Monday, January 21, 2008

The Clarkston International Bible Church

[This post was written in September, 2007 and moved to January 21, 2008 in observance of the King holiday.]

As a long-time resident of metro-Atlanta I am compelled to point to today's video and story in the New York Times about a local ministry, Clarkston International Bible Church. Formerly a Southern Baptist church, it is now an independent multi-ethnic congregation in one of the most diverse communities in the area. The Times video is well-done and only five minutes long. (So far they have not enabled You Tube to make the clip available for embedding, but these things take time. After all, it took a long time for the Times to discover how pointless it was to charge for Times Select.)

Clarkston, Georgia is inside the Perimeter very close to the DeKalb Farmers Market, one of the city's most colorful and important cultural attractions. My family and I have moved too far out to shop there now, but when Robert and Harry Blazer started their enterprise in town we were among their most faithful patrons. Starting on a vacant lot at Medlock Drive and Scott Blvd. in Decatur, selling fresh produce off the back of trucks, they put together one of the most impressive retail food outlets in the country. They grew too big for their original location and relocated to the present site which is as big as a warehouse. The brother Harry started a separate business on a similar model, appropriately called Harry's, which grew in the North Atlanta suburbs, but the Original DeKalb Farmers Market remained one of a kind with Robert in charge. The last time I was there I saw him talking with one of the staff in a conversation that lasted the whole time I was shopping. I have no idea what they were discussing, but I was impressed that his sense of priorities is balanced enough that he has all the time in the world to chew the fat with a retail clerk. I think that may have something to do with the success of the business.

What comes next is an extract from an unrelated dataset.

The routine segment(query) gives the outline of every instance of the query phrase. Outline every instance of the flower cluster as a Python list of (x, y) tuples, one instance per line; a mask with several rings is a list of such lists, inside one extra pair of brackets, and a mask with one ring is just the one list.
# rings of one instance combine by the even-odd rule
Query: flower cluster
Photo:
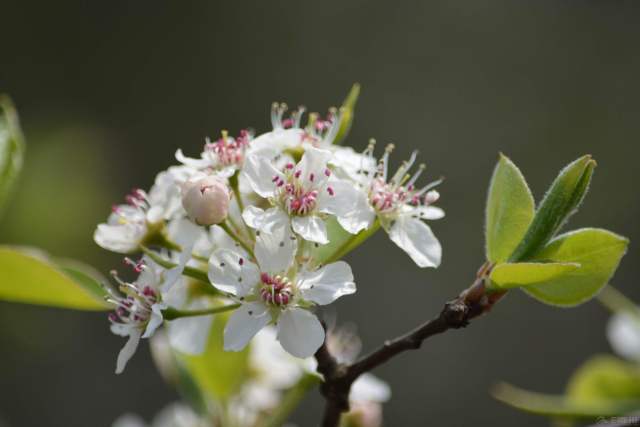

But this post is not about the market. This is about the church nearby. Watch the video and get a feel for what happens when old fashioned Southern Baptists decide that welcoming others from all parts of the world is an important part of building the Kingdom. This kind of ministry is not common, incidentally, but also not unique. My wife and I went to St. Jude's Episcopal Church in Marietta for a decade and experienced very much the same kind of cultural mix. Christians from all over the world have more in common than many isolated congregations imagine. By isolating themselves from their Christian brothers and sisters who don't speak or worship the same, they only succeed in limiting their vision of what the Church really is. As the preacher in the video concludes, we can expect Heaven to be a culturally mixed place.

This church and the nearby DeKalb Farmers Market reflect an impressive international diversity. One reason for the success of the market is that from the beginning shoppers from all over the world could find products they wanted. Immigrant shoppers traveled long distances to shop there. Virtually anything available in North America was for sale at reasonable prices, including strange root crops and vegetables not found in most grocery store produce sections. Imported products from Asia and South America appeared along with those from Europe, Australia and New Zealand. In time they built an impressive wine selection. But the most impressive part of the market has always been the staff and a true international flavor. Flags from all over the world hang overhead and clerks speaking many languages in addition to English are everywhere. I have no idea how many countries are represented but the impression is that they compose a virtual United Nations in uniform.

No, I have no connection with the church, the market or the Chamber of Commerce. But yes, I can tell you if you have time when you are in Atlanta consider putting the DeKalb Farmers Market on your list of places to visit. Travelers from New York, San Francisco or other places with large immigrant populations may not be impressed. But you can be sure that places like this are a rich, new experience for lots of people here in the South. And churches like the one in Clarkston have a very important ministry and deserve recognition.


Anonymous said...

In the first paragraph you wrote "Formerly a Southern Baptist church, it is now an independent multi-ethnic congregation in one of the most diverse communities in the area."

CIBC is a "multi-ethnic congregation", but we are still a Southern Baptist Church.

We appreciate your interest and the comments you made.

We have a web site:

Please visit it sometime.

Charles Griffin
CBC/CIBC member for 37 years.

Hoots said...

Thanks for your comment. I stand corrected. That makes me proud to have been reared as a Southern Baptist myself. Much has changed over the forty-plus years I left for the Episcopal Church.

The Times article and video were published in September, 2007. Your comment and correction come in a timely way to remind readers of your ministry in connection with the MLK holiday. I'm moving this entry to January 21 for that observance.

I'm still hoping that someone at your church with the technical know-how will put up some You Tube videos. Yours is an important ministry that deserves to be better known and widely copied.